Each issue card has an ignore button that opens up a dialog where you can select why you want to ignore the issue, as well as for how long you want to ignore it.
Checking Ignore this issue until fix is available (which is checked by default if there is currently no remediation) will resurface the vulnerability as soon as we have a fix for it, and you can optionally give additional details on why you’re ignoring the issue.
An issue is ignored until ANY of the conditions happen - either the ignore period expires, OR the vuln becomes fixable.
When you ignore an issue in our UI, it will show who ignored it and allow you to edit or unignore it.
Suppressing issues is possible via the CLI. For node.js projects, you can use Snyk wizard, which will give you the option of ignoring the vulnerability for a period of 30 days. If you want to ignore another supported language or if you want to specify a different duration, you can use the Snyk ignore command.
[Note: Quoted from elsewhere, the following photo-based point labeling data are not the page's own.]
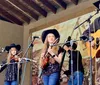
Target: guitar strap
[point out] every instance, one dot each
(94, 28)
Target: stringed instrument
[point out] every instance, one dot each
(95, 49)
(46, 58)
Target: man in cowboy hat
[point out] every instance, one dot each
(11, 66)
(50, 72)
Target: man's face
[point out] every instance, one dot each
(13, 51)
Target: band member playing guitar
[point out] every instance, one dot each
(78, 70)
(95, 45)
(10, 65)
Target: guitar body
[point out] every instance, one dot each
(45, 62)
(94, 51)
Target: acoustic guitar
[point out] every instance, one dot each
(95, 49)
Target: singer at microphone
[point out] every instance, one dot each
(28, 60)
(34, 37)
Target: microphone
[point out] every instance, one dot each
(86, 38)
(29, 60)
(34, 37)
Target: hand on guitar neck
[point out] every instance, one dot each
(95, 47)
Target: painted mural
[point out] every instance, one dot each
(66, 29)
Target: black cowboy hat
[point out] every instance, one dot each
(18, 47)
(74, 46)
(53, 31)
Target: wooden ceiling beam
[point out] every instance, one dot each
(74, 1)
(61, 3)
(49, 5)
(9, 17)
(4, 18)
(9, 7)
(25, 9)
(35, 6)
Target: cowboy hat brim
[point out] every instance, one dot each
(53, 31)
(18, 47)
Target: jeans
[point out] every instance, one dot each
(51, 79)
(77, 78)
(10, 83)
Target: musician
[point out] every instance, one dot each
(78, 70)
(94, 27)
(11, 69)
(50, 72)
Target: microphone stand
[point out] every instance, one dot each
(90, 40)
(29, 46)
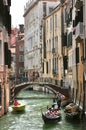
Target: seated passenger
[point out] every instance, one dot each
(16, 103)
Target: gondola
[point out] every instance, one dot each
(20, 107)
(51, 119)
(72, 111)
(72, 115)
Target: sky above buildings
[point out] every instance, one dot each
(17, 11)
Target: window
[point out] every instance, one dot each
(21, 58)
(21, 70)
(21, 48)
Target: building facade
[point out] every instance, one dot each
(52, 58)
(34, 12)
(5, 54)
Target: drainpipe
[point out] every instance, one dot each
(84, 56)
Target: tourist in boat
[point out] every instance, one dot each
(55, 105)
(16, 103)
(58, 96)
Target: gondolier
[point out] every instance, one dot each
(58, 97)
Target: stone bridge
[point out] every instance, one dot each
(50, 86)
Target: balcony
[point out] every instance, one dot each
(78, 4)
(79, 35)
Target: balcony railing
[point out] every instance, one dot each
(79, 31)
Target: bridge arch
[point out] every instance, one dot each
(52, 87)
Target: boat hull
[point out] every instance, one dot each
(19, 107)
(48, 120)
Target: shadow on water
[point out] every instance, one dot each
(78, 123)
(18, 112)
(49, 126)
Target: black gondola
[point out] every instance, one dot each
(74, 115)
(51, 120)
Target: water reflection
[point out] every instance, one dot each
(31, 118)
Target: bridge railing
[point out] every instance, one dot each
(48, 80)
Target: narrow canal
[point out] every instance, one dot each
(31, 119)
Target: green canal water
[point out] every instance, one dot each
(31, 118)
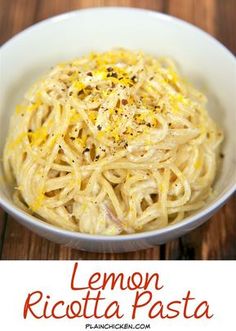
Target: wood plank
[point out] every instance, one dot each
(215, 239)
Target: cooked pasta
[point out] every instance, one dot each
(112, 143)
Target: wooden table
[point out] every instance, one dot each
(214, 240)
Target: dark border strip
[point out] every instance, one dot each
(2, 238)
snyk ignore --id='npm:braces:20180219' --expiry='2018-04-01' --reason='testing'
When using Snyk wizard or Snyk ignore the .snyk policy file is updated with the path and given reason (if one was provided). Here’s an example:
'npm:moment:20170905': - moment: reason: The reason given expires: '2017-12-29T16:10:16.946Z'
More about ignoring issues in the CLI.
Since suppressing vulnerabilities carries a level of risk, there is a setting that allows you to decide whether this feature is available to admins only. To set this, go to your organization settings, and select Admin only in the “Ignores” section. When you enable Admin only for ignores, this will also disable ignores from being added via the CLI because we are unable to prevent non-admins from ignoring issues in this environment.
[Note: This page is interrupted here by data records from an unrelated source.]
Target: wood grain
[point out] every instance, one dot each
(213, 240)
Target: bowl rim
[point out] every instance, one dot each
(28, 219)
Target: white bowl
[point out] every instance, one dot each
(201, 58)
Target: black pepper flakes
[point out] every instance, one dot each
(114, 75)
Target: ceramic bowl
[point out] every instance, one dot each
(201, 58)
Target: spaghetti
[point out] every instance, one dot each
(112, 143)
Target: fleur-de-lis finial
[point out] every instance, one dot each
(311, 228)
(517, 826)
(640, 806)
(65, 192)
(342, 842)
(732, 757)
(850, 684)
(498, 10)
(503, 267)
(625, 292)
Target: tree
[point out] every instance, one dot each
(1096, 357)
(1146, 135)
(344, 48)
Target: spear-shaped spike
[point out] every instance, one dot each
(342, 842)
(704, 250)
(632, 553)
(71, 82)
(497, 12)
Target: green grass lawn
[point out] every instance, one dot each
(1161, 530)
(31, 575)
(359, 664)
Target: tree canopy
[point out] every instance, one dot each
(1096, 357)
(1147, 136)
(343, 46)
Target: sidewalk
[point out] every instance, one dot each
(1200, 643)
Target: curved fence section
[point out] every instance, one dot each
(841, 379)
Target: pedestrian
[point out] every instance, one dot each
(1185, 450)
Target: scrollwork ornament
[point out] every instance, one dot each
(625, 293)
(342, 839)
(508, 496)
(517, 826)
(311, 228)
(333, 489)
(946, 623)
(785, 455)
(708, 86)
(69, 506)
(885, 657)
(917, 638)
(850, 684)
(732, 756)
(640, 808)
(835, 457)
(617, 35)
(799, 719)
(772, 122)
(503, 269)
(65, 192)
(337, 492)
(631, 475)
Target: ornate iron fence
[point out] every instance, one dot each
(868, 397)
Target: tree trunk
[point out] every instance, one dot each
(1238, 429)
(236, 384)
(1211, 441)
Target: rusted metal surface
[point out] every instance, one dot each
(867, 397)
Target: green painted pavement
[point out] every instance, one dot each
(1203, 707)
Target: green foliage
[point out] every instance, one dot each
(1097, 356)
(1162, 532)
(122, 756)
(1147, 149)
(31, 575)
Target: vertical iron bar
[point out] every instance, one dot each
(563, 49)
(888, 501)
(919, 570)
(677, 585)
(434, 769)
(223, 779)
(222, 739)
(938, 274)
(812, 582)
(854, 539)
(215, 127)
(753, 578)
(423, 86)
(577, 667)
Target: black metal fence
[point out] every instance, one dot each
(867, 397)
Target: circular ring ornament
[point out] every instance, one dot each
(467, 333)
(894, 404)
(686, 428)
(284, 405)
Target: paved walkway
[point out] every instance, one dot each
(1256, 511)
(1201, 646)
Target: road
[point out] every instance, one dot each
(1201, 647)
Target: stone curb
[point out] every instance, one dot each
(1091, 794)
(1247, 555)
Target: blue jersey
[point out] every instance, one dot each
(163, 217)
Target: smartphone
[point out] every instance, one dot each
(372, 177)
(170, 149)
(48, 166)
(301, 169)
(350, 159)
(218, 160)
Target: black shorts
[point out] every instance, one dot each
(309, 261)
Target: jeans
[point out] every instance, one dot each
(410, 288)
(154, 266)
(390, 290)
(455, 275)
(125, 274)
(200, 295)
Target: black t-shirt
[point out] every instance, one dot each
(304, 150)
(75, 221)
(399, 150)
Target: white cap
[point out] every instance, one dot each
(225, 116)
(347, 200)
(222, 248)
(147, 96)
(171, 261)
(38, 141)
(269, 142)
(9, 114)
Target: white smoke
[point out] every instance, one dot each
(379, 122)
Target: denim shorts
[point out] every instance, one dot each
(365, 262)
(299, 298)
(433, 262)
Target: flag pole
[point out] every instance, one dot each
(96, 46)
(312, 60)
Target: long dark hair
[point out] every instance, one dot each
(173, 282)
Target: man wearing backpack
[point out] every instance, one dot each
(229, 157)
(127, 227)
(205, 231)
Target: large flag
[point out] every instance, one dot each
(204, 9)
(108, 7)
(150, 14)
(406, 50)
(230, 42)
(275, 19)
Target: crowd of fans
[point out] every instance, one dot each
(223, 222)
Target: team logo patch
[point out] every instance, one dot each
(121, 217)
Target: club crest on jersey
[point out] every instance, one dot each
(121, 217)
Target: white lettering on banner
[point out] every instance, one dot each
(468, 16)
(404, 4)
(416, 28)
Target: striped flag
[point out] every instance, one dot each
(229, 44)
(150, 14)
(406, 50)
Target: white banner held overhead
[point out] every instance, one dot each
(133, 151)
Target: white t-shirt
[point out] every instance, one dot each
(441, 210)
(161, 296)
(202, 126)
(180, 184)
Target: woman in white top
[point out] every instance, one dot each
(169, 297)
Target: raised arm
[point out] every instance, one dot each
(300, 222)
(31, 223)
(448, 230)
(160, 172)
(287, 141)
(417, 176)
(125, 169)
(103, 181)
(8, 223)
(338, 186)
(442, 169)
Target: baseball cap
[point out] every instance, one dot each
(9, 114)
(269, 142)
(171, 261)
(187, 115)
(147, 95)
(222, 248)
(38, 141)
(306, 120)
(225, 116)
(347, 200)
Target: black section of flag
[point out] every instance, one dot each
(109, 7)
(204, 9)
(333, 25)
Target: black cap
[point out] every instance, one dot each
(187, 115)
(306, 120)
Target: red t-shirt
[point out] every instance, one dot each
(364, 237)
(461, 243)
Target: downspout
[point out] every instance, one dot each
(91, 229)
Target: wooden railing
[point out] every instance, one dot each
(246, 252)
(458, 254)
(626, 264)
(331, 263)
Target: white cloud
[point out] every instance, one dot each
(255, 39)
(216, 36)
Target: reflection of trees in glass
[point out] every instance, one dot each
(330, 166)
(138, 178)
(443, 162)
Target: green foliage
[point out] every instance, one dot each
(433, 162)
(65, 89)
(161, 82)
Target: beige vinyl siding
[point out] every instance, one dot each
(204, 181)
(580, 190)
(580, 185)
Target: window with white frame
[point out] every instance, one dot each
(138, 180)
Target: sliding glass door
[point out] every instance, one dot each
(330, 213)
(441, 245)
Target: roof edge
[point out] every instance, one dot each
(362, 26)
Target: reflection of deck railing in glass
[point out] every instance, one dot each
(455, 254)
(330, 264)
You can also choose to set the more details field to be a compulsory field when an issue is being ignored, requiring the user to enter a reason for each ignore.
Ignoring security issues shouldn’t be the default action, but it is sometimes necessary. The best practice is to fix or patch vulnerabilities, or to remove the vulnerable dependency, but there may still be reasons why you would want to suppress an issue – for example, if an issue doesn’t currently have a fix, you might want to snooze it until it does.
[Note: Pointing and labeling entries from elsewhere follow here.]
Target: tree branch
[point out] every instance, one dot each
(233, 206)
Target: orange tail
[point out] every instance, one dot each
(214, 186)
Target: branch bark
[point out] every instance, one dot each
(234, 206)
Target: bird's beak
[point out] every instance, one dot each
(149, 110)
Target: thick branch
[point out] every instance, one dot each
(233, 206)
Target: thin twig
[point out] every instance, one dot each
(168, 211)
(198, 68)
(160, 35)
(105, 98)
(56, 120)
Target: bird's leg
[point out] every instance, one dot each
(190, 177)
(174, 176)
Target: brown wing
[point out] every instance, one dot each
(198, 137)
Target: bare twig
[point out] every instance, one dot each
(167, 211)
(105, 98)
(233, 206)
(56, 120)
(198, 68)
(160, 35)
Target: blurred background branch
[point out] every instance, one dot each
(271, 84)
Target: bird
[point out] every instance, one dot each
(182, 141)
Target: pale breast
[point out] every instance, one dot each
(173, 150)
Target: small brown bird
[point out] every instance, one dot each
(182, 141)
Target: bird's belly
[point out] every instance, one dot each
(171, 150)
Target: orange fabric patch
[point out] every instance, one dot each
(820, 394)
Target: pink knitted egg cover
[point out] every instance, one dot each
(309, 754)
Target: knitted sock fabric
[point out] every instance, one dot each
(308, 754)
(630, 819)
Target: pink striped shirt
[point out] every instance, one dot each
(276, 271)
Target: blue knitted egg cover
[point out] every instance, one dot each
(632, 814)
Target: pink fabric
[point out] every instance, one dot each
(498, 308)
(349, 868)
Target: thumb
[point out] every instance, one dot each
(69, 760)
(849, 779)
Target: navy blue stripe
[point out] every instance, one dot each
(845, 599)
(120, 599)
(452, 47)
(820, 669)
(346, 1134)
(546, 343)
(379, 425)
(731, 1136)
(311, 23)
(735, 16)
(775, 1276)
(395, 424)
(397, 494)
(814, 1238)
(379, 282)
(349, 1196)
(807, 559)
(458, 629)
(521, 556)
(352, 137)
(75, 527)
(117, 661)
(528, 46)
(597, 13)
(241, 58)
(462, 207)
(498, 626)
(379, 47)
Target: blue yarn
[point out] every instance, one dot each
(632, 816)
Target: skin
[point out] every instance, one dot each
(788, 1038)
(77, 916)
Some issues are irrelevant for certain projects (e.g. a DDOS attack for an internal service). Other times, an issue has a path that makes it non-exploitable. In these scenarios, Snyk would still recommend fixing the issue where possible, as just because the vulnerability is not exploitable today via the current code paths, it does not mean it will not be in the future if the code changes.
Issues can be ignored and viewed via the snyk.io UI using the issue filter on your project, via the Snyk APIs and via the CLI.
If you have access to our Reports feature, you will also be able to see an overview of how many issues in your organization’s projects are ignored, along with an option to filter these so you can drill down into each one. If the issue was ignored in our UI, we include a credit for additional accountability, so you can see who initiated it.